When pressure increases:
- short burst absorption is allowed;
- prolonged congestion triggers controlled drop semantics;
- drop accounting is explicit via metrics/counters.
### Reader Non-Blocking Priority
Inbound ME reader path should never be serialized behind one congested client route.
Practical implication:
- prefer non-blocking route attempt in the parser loop;
- move heavy recovery to async side paths.
## Failure Domain Strategy
### Endpoint-Level Failure
Failure of one endpoint should trigger endpoint-scoped recovery first:
- same endpoint reconnect;
- endpoint replacement within same DC group if applicable.
### DC-Level Degradation
If a DC group cannot satisfy floor:
- keep service via remaining coverage if policy allows;
- continue asynchronous refill saturation in background.

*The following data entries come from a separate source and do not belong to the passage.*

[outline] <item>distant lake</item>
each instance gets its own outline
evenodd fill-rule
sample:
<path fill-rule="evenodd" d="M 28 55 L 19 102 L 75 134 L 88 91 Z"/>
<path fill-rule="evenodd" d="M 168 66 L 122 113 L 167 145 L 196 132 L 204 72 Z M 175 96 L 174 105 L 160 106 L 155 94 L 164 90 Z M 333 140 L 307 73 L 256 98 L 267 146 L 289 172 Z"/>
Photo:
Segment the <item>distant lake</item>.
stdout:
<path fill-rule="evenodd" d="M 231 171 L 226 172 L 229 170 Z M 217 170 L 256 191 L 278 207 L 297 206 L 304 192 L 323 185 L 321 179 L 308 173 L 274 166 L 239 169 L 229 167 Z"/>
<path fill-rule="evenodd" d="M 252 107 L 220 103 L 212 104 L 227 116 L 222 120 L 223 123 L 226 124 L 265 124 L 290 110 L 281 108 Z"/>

### Whole-Pool Readiness Loss
If no sufficient ME coverage exists:
- admission gate can hold new accepts (conditional policy);
- existing sessions should continue when their path remains healthy.
## Performance Architecture Notes
### Hotpath Discipline
Allowed in hotpath:
- fixed-size parsing and cheap validation;
- bounded channel operations;
- precomputed or low-allocation access patterns.
Avoid in hotpath:
- repeated expensive decoding;
- broad locks with awaits inside critical sections;
- verbose high-frequency logging.
### Throughput Stability Over Peak Spikes
Architecture prefers stable throughput and predictable latency over short peak gains that increase churn or long-tail reconnect times.
## Evolution and Extension Rules
To evolve this model safely:
- Add new policy knobs in Control Plane first.
- Keep Data Plane contracts stable (`conn_id`, route semantics, close semantics).
- Validate generation and registry invariants before enabling by default.
- Introduce new retry/recovery strategies behind explicit config.
## Failure and Recovery Notes
- Single-endpoint DC failure is a normal degraded mode case; policy should prioritize fast reconnect and optional shadow/probing strategies.
- Idle close by peer should be treated as expected when upstream enforces idle timeout.
- Reconnect backoff must protect against synchronized churn while still allowing fast first retries.
- Fallback (`ME -> direct DC`) is a policy switch, not a transport bug by itself.
## Terminology Summary
- `Coverage`: enough live writers to satisfy per-DC acceptance policy.
- `Floor`: target minimum writer count policy.
- `Churn`: frequent writer reconnect/remove cycles.
- `Hotpath`: per-packet/per-connection data path where extra waits/allocations are expensive.